Canberra-based West Papuan independence activist Ronny Kareni said many West Papuans were skeptical about the upcoming vote.

“There is one saying in West Papua that you can change the singer but the song is the same old one that will be sung over and over,” Mr Kareni said. 

“For us we know that whoever is going to be the president - it will be the same tune that will be playing to West Papua.” 

Professor Kingsbury said both candidates have shown no willingness towards West Papuan independence.  

“Prabowo certainly has a reputation of being a military hard man and has seen active service in West Papua,” he said.

“Jokowi has [also] been keen to show himself to be a nationalist and has overseen the military crackdown in West Papua in response to the Nduga killings of early December last year.”

West Papuan Activist Ronny Ato Bual Kareni.
West Papuan Activist Ronny Ato Bual Kareni.
NITV News

Growing up in West Papua 

West Papuan Ian Okoka is one of a group of West Papuans that runs the Voice of West Papua community radio program in Melbourne.  

Growing up in the regional area of Sentani - near the north coast line of the Papuan province – he recalls facing discrimination because of his dark skin colour. 

“If you are trans-migrant you are more likely to get into schools or even get jobs – [than] if you’re brown skin – if you’re Papuan.”  

He said many believe whoever is elected on April 17 – it won’t make a difference. 

“The candidates up until now have played it safe by not getting involved in the political and human rights issues in West Papua,” he said. 

“There is no prospect for better life or solution in for West Papua if either one in elected.” 

President Widodo has committed to several economic development programs in West Papua - including the new highway, which triggered the most recent violence - in an effort to respond to low standards of living.

But Human Rights Watch's Mr Harsono said there is a perception among Indigenous Papuans the president has failed to fulfill other promises.

“Papuans are unhappy with where Jokowi has failed to deliver especially for Papua on [investigating] human rights abuse," he said.

Southeast Asia analyst Damien Kingsbury.
Southeast Asia analyst Damien Kingsbury.
 

Indonesian controlled territory

Despite many West Papuans long-time campaign for independence, Professor Kingsbury said Indonesia feels no obligation to justify its control of the territory.

"They believe that as a former part of the Dutch Empire of the East Indies that West Papua essentially [was] the completion of the independent Indonesian state," he said.

"Within West Papua that interpretation is roundly challenged."

Professor Kingsbury says support for independence is unlikely to change in the near future because major international powers, including Australia, don't recognise West Papua's self determination.

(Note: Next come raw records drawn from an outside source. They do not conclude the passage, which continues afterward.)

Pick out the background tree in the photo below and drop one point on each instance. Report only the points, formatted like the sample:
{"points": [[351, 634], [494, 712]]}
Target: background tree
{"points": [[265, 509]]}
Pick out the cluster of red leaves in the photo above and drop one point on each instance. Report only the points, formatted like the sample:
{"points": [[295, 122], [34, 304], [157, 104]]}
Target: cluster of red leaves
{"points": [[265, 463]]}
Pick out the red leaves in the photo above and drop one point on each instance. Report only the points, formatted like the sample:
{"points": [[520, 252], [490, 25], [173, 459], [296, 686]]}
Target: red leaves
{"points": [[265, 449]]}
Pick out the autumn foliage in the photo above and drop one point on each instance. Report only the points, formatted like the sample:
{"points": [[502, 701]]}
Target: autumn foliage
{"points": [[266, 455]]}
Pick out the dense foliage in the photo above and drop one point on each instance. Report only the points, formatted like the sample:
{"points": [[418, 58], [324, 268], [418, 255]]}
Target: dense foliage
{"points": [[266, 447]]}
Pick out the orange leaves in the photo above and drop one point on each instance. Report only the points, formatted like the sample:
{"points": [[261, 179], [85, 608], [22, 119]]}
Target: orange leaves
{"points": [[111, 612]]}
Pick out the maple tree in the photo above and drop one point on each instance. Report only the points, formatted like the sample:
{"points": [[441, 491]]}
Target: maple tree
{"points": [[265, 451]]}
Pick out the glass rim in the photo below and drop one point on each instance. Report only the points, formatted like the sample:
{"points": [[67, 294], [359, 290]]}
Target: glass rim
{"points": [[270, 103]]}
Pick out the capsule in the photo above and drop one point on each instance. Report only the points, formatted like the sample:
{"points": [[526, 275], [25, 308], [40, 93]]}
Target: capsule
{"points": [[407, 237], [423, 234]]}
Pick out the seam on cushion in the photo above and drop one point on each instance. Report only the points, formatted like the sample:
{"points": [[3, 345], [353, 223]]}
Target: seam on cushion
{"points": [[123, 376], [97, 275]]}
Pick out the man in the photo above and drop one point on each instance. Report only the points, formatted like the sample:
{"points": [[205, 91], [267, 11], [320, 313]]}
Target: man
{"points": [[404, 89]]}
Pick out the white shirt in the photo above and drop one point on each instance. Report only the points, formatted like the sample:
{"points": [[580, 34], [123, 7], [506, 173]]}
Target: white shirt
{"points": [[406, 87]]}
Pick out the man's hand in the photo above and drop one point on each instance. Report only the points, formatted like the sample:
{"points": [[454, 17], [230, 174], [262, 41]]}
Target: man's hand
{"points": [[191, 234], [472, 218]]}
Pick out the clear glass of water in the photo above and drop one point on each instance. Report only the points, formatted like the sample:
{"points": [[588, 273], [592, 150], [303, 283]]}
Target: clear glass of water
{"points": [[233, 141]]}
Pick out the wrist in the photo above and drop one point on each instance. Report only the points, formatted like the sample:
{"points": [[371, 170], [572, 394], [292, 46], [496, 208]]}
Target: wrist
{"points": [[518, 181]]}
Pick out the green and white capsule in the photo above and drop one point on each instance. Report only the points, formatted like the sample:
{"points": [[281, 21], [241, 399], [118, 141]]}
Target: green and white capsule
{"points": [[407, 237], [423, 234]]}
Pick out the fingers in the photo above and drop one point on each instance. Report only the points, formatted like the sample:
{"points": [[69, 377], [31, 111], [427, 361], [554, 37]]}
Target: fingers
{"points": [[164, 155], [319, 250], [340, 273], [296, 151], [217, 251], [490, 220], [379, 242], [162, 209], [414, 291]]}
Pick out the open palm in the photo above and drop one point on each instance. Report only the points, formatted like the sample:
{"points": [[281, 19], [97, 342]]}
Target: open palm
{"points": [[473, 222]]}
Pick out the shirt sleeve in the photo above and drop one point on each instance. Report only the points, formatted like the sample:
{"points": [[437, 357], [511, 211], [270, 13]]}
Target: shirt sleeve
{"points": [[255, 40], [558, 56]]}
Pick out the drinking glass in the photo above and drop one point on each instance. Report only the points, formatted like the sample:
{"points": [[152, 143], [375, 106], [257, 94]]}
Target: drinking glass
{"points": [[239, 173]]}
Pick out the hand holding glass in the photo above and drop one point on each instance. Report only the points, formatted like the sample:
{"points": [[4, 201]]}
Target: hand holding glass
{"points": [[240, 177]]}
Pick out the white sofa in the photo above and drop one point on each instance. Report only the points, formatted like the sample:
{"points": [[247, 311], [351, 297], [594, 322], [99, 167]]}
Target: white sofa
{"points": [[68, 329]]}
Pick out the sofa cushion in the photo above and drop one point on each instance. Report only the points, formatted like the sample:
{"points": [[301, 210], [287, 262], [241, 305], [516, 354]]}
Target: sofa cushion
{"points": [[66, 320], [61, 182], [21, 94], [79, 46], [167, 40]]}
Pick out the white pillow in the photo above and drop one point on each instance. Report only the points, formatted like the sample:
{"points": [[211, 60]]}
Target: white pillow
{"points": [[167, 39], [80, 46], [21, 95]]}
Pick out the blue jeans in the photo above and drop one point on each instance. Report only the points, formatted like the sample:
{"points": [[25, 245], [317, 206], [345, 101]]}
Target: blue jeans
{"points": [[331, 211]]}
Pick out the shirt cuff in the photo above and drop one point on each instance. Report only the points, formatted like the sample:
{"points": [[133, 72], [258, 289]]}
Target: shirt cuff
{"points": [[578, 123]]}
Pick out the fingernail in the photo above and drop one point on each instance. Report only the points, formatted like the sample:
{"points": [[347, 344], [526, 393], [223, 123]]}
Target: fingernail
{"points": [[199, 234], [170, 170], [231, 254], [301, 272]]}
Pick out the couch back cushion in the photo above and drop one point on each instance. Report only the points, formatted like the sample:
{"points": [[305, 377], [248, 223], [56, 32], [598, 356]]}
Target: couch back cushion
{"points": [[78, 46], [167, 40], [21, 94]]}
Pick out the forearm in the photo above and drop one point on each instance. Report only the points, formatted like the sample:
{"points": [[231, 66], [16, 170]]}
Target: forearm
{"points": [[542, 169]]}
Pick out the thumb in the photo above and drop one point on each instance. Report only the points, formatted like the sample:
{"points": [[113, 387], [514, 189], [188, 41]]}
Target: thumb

"Realistically the idea the West Papua will get a vote on independence at this stage is quite fanciful."

It is time for Indonesia to allow us to choose our own destiny. 

Benny Wenda, West Papuan independence leader

West Papuan independence leader, Benny Wenda standing with UN High Commissioner ofr Human Rights, Michelle Bachelet
West Papuan independence leader, Benny Wenda standing with UN Human Rights chief, Michelle Bachelet during a meeting where Mr Wenda handed over the petition.
Benny Wenda

‘Boycott must be peaceful’ 

In January this year, independence leader Benny Wenda handed a petition with 1.8 million signatures to UN Human Rights Chief Michelle Bachelet demanding an independence referendum. 

“That contained the bone of my people - that is the voice of my people,” he said. 

“We are calling for a boycott because we have already had elections through the people’s petition,” he said.  

But Mr Wenda told SBS News that any boycott must be done “peacefully”.  

“We (do) not pick up the gun to fight with Indonesia,” he said. 

“It is time for Indonesia to allow us to choose our own destiny.”